Short-320

Short Belfast

Short-Bomber

Vue d'un Belfast C.1 (photo : Zach Gollman) Vue d'un quadrimoteur de transport Short Belfast SC.5 C.1 de la compagnie australienne HeavyLift. Immatriculation G-HLFT, cn SH1819, Charlotte, Caroline du Nord, Etats-Unis, janvier 2001.

En janvier 1966, le potentiel stratégique de transport de la Royal Air Force, fut consolidé avec la mise en service du premier Short Belfast C.Mk. I (SC.5/10), dans le Squadron No. 53, à Brize Norton, Oxfordshire. Cet avion de grandes dimensions, dont seulement dix exemplaires furent construits, fut un complément du quadriréacteur VC-10 dans cette unité. Le plancher inférieur du Belfast pouvait être équipé de sièges pour 150 hommes de troupe, et un pont supérieur démontable permettait d'emporter une centaine d'autres supplémentaires. Cependant, en opérations, les mouvements de troupe devaient plutôt être assurées par le VC-10, le Belfast effectuant surtout le transport de fret, type de mission pour lequel il avait été principalement conçu.

Son large fuselage pouvait emporter un missile balistique moyenne portée de Havilland Propellers Blue Streak, ou un tank Chieftain (d'un poids de plus de 50 tonnes), trois véhicules blindés Alvis Saladin, des missiles Bloodhound, deux hélicoptères Wessex, huit véhicules tout-terrain Land Rover, ou également toute autre cargaison, suivant les besoins. Bien que surtout destiné au transport stratégique, le Belfast pouvait aussi emporter des chargements tactiques, en transportant une charge maximale de 81.000 livres (environ 36.700 kg), sur une distance de 850 miles (1.370 km), soit plus du double de la charge emportée, à l'époque, par un quadrimoteur américain C-130 Hercules. Dans cette configuration, le poids total de l'appareil de transport atteignait environ cent tonnes.

Les études de conception du Belfast avaient commencé au milieu des années 1950, comme un projet de développement du Britannia, et la première brochure de ce projet d'avion de transport, désigné comme P.D.18, et nommé Britannic, en référence à l'appareil d'origine, avait été publiée en mars 1957. Les différences principales, par rapport à l'appareil initial, portaient sur le fuselage (de large section circulaire) et l'aile haute conçue pour dégager l'espace intérieur, mais les plans eux-mêmes, les éléments de queue, les turbopropulseurs, des éléments du train d'atterrissage, ainsi que divers autres systèmes avaient été conservés. Le train principal comprenait huit roues de chaque côté (un bogie de deux fois quatre roues), et était logé dans des compartiments qui contenaient aussi l'APU (Auxiliary Power Unit), et le système d'air conditionné.
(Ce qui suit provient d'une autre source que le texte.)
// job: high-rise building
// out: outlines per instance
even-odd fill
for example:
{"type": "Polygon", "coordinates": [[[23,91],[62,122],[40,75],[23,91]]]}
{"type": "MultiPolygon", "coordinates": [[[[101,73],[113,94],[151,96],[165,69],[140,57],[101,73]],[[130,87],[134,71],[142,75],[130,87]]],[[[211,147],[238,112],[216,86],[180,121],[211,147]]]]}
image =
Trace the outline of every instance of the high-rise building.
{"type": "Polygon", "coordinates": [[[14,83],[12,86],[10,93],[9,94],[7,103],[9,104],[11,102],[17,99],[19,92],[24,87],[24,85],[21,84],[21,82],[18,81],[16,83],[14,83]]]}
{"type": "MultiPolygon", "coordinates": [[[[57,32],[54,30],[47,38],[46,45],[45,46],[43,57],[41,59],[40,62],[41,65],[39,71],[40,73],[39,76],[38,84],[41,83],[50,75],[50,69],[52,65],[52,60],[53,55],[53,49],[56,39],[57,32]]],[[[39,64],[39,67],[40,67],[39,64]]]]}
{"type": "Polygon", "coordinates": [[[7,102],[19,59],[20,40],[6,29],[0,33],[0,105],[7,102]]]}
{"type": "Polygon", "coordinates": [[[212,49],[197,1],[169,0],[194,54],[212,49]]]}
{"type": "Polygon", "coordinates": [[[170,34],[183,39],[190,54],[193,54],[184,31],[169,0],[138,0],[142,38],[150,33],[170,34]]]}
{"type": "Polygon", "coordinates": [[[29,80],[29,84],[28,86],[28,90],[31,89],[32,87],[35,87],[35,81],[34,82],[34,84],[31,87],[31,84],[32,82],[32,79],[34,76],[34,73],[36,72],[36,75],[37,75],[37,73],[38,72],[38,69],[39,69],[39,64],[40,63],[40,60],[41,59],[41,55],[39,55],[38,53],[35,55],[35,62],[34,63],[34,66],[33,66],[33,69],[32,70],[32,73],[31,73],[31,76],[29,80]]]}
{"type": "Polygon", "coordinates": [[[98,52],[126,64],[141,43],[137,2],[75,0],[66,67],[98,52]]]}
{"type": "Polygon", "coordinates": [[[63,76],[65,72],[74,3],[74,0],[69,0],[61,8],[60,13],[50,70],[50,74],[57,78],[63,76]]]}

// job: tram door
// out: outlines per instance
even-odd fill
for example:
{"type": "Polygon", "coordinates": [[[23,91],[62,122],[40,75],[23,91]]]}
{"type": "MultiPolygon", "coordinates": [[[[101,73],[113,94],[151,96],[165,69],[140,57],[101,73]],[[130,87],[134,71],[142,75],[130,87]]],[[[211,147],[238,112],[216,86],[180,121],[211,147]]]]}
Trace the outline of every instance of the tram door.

Une large trappe de chargement était située en arrière du fuselage, et l'appareil pouvait être ravitaillé en vol.

Une commande pour cet avion de transport militaire fut passée par la R.A.F. en 1960, et le vol inaugural, aux mains du pilote Denis Taylor, fut effectué début janvier 1964. La compagnie Short rechercha ultérieurement de nouveaux clients civils ou militaires, et proposa de nombreuses variantes, comme les machines civiles SC.5/10A (portes arrières conservées, charge utile portée à 85.000 livres, environ 38.560 kg, 150 passagers sur un pont, presque 290 avec les deux ponts), et SC.5/31 (porte avant basculante, charge utile et plafond annoncés comme améliorés, et proposition de configuration transatlantique, avec environ 140 passagers dans le pont supérieur, et une charge en palettes allant jusqu'à 55.000 livres, 24.950 kg, dans le pont inférieur). Des versions dérivées militaires furent également envisagées. Le SC.5/35, équipé de moteurs RTy.32 entraînant des hélices de 20 pieds (6,10 m) de diamètre, était une version stratégique de transport capable d'effectuer des missions sur un très grand rayon d'action, et le SC.5/15 fut envisagé comme un avion de transport tactique, nécessitant peu de modifications par rapport au modèle d'origine.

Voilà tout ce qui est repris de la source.